Baker Marshall S, Chen Xiaojuan, Rotramel Alizah R, Nelson Jeffrey J, Lu Bao, Gerard Craig, Kanwar Yashpal, Kaufman Dixon B
Departments of Surgery and Pathology, Feinberg School of Medicine, Northwestern University, Chicago, IL 60611, USA.
Surgery. 2003 Aug;134(2):126-33. doi: 10.1067/msy.2003.213.
Interaction of chemokine receptor CXCR3 with its ligand IP-10 mediates effector cell trafficking to sites of allograft rejection in murine models of whole organ allotransplantation. We hypothesized that blocking the CXCR3/IP-10 interaction would impair posttransplantation leukocyte trafficking to and delay rejection of pancreatic islet allografts.
A/J strain murine islets were implanted to the kidney capsule of H-2 disparate, streptozotocin-induced diabetic wild type (WT), CXCR3 deficient (CXCR3(-/-)) or IP-10 antibody-treated WT (alphaIP-10) C57BL/6 recipients. Representative grafts from each group were harvested at day 7. Ribonuclease protection assay was used to determine gene expression for cell markers F4/80 (macrophages), CD8 (type I T cells), CD4 (type II T cells), and CD 19 (natural killer cells), and for chemokines IP-10, MIP-1alpha, MIP-1beta, MCP-1, and RANTES. Immunohistochemistry was used to confirm ribonuclease protection assay infiltrate data. Graft-site chemokine gene expression and cellular infiltrate were correlated with time to functional graft rejection.

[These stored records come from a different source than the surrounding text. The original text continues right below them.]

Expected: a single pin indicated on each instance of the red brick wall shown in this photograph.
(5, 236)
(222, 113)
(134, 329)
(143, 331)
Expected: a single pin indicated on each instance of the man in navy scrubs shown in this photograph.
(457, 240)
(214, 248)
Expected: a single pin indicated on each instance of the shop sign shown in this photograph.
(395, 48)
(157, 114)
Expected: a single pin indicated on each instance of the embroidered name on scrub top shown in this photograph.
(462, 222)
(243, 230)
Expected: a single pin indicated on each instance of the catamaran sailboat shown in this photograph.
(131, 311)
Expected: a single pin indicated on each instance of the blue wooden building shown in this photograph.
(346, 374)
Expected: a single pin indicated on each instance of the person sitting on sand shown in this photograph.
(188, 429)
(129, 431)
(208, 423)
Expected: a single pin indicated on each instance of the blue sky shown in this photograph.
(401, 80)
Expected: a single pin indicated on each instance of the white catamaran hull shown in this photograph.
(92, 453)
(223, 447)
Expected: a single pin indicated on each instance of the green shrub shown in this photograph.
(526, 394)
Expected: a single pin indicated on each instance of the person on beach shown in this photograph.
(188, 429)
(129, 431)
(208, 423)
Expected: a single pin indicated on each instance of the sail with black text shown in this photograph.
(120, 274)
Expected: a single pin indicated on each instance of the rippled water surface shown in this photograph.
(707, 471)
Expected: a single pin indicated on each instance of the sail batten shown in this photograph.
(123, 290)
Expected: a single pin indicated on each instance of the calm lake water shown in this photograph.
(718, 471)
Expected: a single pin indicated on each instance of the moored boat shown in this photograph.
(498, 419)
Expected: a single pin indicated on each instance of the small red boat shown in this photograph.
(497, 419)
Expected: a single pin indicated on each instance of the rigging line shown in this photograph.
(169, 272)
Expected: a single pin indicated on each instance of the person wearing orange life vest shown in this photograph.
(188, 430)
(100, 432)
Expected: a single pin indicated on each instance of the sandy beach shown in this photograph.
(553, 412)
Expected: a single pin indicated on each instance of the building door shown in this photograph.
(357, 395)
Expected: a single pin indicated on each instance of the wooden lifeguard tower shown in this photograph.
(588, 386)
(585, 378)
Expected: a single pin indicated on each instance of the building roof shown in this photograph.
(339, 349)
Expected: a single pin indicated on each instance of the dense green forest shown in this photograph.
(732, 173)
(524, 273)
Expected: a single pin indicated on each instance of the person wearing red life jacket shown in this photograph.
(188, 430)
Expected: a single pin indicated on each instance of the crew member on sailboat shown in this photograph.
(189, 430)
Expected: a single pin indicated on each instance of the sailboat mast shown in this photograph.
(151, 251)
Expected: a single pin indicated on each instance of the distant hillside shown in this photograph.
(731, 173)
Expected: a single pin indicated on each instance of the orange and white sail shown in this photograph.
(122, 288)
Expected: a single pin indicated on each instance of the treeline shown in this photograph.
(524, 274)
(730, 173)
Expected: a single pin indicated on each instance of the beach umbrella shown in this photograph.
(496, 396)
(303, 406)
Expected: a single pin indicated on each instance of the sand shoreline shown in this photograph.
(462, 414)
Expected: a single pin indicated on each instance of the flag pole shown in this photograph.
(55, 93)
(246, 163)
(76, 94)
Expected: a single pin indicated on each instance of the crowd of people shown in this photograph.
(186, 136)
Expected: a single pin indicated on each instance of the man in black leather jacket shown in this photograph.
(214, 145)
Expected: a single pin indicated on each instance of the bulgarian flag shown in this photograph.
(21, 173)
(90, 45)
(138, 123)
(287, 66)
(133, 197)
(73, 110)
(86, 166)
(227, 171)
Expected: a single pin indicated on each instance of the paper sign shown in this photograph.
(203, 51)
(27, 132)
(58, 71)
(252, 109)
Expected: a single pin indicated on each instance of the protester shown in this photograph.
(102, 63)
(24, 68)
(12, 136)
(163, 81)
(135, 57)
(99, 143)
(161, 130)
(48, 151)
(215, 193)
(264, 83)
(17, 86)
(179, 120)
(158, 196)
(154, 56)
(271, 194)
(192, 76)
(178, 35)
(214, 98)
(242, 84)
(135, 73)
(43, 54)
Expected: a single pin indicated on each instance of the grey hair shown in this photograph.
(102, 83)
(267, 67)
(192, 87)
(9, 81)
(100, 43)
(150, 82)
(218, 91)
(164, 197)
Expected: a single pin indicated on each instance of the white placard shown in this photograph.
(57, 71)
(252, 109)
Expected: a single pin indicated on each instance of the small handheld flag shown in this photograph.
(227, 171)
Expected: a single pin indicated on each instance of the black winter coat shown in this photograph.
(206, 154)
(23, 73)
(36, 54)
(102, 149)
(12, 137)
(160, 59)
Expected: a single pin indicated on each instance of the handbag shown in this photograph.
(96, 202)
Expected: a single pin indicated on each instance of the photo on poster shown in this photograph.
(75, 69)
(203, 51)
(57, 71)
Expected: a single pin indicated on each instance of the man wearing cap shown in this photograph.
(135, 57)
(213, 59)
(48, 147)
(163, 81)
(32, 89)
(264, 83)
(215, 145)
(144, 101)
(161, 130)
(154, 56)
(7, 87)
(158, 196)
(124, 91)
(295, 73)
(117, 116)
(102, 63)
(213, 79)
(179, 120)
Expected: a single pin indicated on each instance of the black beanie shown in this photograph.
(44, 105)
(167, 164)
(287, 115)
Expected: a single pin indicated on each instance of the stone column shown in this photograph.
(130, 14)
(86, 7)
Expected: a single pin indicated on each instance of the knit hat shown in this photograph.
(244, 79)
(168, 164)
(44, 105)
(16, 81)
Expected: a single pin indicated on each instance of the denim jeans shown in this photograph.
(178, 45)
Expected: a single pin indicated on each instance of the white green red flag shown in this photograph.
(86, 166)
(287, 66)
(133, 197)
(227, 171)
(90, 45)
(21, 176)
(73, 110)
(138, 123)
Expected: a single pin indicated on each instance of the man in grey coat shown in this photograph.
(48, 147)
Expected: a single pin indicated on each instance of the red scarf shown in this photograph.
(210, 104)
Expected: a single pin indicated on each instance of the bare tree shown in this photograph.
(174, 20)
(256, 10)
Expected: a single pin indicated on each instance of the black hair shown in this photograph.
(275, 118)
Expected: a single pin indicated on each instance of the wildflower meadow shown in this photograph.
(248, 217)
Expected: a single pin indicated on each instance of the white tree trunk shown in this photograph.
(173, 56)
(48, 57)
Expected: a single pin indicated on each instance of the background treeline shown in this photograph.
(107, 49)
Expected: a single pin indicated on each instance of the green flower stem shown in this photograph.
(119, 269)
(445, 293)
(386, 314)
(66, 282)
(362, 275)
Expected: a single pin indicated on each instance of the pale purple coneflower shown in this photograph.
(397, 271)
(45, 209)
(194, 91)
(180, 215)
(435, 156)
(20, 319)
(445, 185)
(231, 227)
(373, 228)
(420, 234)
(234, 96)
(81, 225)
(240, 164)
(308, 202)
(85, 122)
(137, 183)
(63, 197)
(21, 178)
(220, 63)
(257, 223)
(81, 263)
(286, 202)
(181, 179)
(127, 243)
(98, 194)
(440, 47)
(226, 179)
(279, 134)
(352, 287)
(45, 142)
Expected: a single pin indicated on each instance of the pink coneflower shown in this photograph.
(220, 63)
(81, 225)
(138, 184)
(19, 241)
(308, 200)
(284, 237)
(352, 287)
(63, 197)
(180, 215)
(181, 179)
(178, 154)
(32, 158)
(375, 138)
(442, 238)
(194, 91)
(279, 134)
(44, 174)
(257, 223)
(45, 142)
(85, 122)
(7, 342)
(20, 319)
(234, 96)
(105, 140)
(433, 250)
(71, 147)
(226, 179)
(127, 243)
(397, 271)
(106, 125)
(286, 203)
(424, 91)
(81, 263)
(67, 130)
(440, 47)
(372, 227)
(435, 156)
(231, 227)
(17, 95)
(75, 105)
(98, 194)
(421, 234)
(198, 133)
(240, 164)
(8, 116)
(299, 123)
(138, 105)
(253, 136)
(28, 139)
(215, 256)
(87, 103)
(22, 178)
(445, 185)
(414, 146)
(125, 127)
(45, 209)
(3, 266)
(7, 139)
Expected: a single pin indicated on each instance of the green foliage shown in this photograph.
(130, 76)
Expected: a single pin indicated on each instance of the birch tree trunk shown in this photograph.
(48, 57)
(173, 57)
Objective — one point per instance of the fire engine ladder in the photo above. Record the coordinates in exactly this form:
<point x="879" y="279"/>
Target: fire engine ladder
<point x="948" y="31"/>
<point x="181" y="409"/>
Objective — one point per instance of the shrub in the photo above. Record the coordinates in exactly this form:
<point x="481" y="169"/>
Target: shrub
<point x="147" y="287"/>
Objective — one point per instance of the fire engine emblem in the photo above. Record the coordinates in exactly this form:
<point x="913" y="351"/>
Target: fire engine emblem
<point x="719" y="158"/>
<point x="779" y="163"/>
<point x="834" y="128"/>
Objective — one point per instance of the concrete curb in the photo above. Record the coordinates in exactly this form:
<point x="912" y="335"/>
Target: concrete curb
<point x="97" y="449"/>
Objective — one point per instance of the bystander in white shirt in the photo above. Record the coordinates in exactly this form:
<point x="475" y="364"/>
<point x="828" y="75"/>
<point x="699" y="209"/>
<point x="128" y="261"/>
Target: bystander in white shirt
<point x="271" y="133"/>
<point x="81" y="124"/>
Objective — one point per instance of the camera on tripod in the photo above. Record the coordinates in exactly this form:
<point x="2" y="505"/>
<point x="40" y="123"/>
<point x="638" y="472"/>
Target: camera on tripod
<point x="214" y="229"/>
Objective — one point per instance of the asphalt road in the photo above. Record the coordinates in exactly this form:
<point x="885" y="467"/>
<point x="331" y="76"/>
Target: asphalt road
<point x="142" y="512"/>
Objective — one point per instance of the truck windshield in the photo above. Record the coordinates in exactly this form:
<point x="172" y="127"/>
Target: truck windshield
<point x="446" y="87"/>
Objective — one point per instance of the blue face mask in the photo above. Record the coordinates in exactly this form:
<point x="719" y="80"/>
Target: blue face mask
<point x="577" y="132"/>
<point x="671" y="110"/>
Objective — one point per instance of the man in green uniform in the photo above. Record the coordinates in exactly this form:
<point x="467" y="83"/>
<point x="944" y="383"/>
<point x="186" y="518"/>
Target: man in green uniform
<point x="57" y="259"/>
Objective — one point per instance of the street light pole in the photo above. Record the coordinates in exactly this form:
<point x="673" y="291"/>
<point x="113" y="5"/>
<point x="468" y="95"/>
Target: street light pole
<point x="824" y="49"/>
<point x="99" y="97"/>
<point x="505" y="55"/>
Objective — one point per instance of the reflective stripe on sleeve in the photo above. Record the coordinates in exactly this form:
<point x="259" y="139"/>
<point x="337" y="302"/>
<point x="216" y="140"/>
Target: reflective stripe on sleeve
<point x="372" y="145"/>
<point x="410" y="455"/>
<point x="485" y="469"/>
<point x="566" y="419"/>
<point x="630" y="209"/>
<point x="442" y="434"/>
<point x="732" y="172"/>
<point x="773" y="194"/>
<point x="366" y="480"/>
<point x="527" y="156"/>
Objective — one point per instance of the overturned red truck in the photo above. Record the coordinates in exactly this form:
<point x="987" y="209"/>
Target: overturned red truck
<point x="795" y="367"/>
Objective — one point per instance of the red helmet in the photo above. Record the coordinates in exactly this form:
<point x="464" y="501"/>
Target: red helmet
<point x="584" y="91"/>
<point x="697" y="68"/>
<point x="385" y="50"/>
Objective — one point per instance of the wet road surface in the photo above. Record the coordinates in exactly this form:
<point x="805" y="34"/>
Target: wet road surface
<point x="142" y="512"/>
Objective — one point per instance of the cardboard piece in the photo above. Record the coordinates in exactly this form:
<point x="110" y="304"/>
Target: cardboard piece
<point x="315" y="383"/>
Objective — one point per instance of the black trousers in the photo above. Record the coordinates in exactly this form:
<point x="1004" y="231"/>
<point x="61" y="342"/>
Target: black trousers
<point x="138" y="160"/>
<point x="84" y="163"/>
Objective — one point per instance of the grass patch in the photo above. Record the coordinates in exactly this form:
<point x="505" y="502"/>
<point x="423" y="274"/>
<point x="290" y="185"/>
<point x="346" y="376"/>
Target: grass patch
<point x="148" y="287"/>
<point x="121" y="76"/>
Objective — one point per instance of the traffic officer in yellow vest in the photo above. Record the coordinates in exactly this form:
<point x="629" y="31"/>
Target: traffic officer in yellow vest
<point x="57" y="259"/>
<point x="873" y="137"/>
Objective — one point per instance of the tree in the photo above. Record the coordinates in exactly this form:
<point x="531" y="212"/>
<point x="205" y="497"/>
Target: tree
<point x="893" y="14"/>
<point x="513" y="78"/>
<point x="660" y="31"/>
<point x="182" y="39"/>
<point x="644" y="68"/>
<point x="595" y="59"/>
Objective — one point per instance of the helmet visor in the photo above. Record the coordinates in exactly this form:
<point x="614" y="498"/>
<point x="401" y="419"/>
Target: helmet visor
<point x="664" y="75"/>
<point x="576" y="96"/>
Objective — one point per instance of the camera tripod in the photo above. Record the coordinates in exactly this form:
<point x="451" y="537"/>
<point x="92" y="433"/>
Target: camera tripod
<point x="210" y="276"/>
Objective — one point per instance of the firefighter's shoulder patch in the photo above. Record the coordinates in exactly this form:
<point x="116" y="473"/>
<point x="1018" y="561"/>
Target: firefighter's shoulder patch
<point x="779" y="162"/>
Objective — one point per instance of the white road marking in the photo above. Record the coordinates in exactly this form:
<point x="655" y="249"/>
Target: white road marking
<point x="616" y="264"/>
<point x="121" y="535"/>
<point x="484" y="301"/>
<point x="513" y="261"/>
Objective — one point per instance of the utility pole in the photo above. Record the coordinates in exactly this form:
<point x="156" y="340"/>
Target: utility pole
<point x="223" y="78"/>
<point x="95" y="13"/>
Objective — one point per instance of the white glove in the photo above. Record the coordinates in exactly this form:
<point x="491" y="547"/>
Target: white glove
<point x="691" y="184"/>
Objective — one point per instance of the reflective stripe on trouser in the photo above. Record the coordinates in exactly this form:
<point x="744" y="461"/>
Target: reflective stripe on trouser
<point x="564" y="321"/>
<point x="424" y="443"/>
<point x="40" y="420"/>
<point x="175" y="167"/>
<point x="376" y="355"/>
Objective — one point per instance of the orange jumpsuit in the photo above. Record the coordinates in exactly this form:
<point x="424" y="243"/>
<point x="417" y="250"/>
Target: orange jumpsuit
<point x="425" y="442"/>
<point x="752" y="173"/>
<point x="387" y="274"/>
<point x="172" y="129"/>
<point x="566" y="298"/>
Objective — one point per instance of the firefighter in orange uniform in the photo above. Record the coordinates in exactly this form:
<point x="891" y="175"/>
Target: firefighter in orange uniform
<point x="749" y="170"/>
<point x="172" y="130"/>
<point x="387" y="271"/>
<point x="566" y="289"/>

Untreated WT recipients demonstrated heavy graft-site cell infiltrates and increased graft-site gene expression for cell markers F4/80, CD8, CD4, and CD19, and for chemokines RANTES, IP-10, and MIP-1beta at day 7. In comparison with untreated WT, alphaIP-10-treated WT and CXCR3(-/-) recipients demonstrated the same degree of chemokine gene expression but less lymphocytic infiltrate. The mean length of allograft survival was 12.7 +/- 3.1 days in untreated WT versus 20.2 +/- 2.7 days (P <.05) for CXCR3(-/-)- and 19.7 +/- 2.3 days (P <.05) for alphaIP-10-treated WT recipients.
CXCR3 gene deletion or alphaIP-10 antibody therapy modulates posttransplantation lymphocytic graft infiltration and statistically prolongs graft survival in murine islet allograft recipients.
趋化因子受体CXCR3与其配体IP - 10的相互作用介导效应细胞向全器官同种异体移植小鼠模型中的同种异体移植排斥部位迁移。我们假设阻断CXCR3/IP - 10相互作用会损害移植后白细胞向胰岛同种异体移植物的迁移,并延迟排斥反应。
将A/J品系小鼠胰岛植入H - 2不同、经链脲佐菌素诱导的糖尿病野生型(WT)、CXCR3缺陷型(CXCR3(-/-))或经IP - 10抗体处理的WT(αIP - 10)C57BL/6受体的肾包膜。每组在第7天收获代表性移植物。采用核糖核酸酶保护试验确定细胞标志物F4/80(巨噬细胞)、CD8(I型T细胞)、CD4(II型T细胞)和CD19(自然杀伤细胞)以及趋化因子IP - 10、MIP - 1α、MIP - 1β、MCP - 1和RANTES的基因表达。免疫组织化学用于确认核糖核酸酶保护试验的浸润数据。移植物部位趋化因子基因表达和细胞浸润与功能性移植物排斥时间相关。
未经处理的WT受体在第7天显示出大量移植物部位细胞浸润,细胞标志物F4/80、CD8、CD4和CD19以及趋化因子RANTES、IP - 10和MIP - 1β的移植物部位基因表达增加。与未经处理的WT相比,αIP - 10处理的WT和CXCR3(-/-)受体显示出相同程度的趋化因子基因表达,但淋巴细胞浸润较少。未经处理的WT同种异体移植物平均存活时间为12.7±3.1天,而CXCR3(-/-)受体为20.2±2.7天(P<.05),αIP - 10处理的WT受体为19.7±2.3天(P<.05)。
CXCR3基因缺失或αIP - 10抗体治疗可调节移植后淋巴细胞移植物浸润,并在统计学上延长小鼠胰岛同种异体移植受体的移植物存活时间。